Forget AI that can draw pictures, Google’s latest AI model can control a robot.
On Friday, Google introduced Robotics Transformer 2, or RT2 a vision-language-action (VLA) model that can take text and images and output them into robotic actions.
“Just like language models are trained on text from the web to learn general ideas and concepts, RT-2 transfers knowledge from web data to inform robot behavior,” Head of Robotics, Google DeepMind Vincent Vanhoucke explained in a blog post. “In other words, RT-2 can speak robot.”
Vanhoucke says that while chatbots can be trained by feeding them information about a topic, robots need to take things a step further and get “grounding” in the real world. The example he provided was a red apple. While you could simply explain to a chatbot what an apple is, a robot will need to not only know everything about it but also know how to distinguish it from a similar item, for instance a red ball, and they’ll also have to learn how they should pick that apple up.
RT-2 takes things a step further than Google's RT-1 and other models by using data from the web. For instance, if you wanted a previous model to throw something away you would need to train them on what trash is and how to use it. With RT-2, the robot can train itself based on web data. So, while you haven’t expectedly explained what the trash is and how to use it, the robot can figure that part out on its own.
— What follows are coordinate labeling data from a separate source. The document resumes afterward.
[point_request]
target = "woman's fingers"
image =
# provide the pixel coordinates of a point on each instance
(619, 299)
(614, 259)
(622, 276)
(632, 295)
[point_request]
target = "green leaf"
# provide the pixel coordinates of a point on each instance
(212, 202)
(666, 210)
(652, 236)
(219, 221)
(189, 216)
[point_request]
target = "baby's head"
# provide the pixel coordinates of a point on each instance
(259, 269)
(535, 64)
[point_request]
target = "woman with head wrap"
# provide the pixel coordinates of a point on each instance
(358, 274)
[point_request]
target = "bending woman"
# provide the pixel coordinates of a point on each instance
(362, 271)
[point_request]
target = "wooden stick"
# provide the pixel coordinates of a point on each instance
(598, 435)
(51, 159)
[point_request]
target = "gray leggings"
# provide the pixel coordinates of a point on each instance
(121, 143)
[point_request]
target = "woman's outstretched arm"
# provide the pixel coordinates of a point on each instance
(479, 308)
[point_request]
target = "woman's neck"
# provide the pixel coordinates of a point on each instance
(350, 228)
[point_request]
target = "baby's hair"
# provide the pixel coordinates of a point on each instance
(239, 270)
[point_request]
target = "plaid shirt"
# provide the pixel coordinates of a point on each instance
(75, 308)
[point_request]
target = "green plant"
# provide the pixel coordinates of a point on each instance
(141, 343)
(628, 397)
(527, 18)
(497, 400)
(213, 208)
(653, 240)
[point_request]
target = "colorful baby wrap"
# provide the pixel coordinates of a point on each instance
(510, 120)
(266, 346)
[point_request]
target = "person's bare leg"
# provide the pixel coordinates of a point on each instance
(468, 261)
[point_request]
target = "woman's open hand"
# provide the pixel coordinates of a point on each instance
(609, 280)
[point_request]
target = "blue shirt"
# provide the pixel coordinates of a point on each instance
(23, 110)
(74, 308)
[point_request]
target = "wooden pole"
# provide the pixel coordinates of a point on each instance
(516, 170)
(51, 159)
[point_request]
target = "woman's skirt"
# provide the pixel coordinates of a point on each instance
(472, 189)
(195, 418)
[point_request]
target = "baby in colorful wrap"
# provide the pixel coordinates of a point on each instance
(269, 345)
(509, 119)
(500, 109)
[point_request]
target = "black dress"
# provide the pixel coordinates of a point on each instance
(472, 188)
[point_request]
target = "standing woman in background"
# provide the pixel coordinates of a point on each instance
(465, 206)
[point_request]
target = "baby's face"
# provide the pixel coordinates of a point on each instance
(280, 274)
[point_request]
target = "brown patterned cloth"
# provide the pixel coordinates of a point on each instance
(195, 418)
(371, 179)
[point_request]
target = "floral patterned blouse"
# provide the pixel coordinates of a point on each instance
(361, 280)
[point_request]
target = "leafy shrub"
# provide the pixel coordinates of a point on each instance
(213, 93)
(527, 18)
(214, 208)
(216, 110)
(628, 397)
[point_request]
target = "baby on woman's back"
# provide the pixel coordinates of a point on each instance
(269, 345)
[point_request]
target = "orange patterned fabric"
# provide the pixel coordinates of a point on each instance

With RT-2 robots are able to learn, and take learned knowledge and apply it to future situations as well. That said, Google notes that in the current limitations of the model, RT-2 can only help a robot get better at physical tasks it already knows how to do, not learn them from scratch.
Still, it’s a huge step forward and shows us what might be possible in the future. Google goes into detail on how RT-2 works on its DeepMind blog.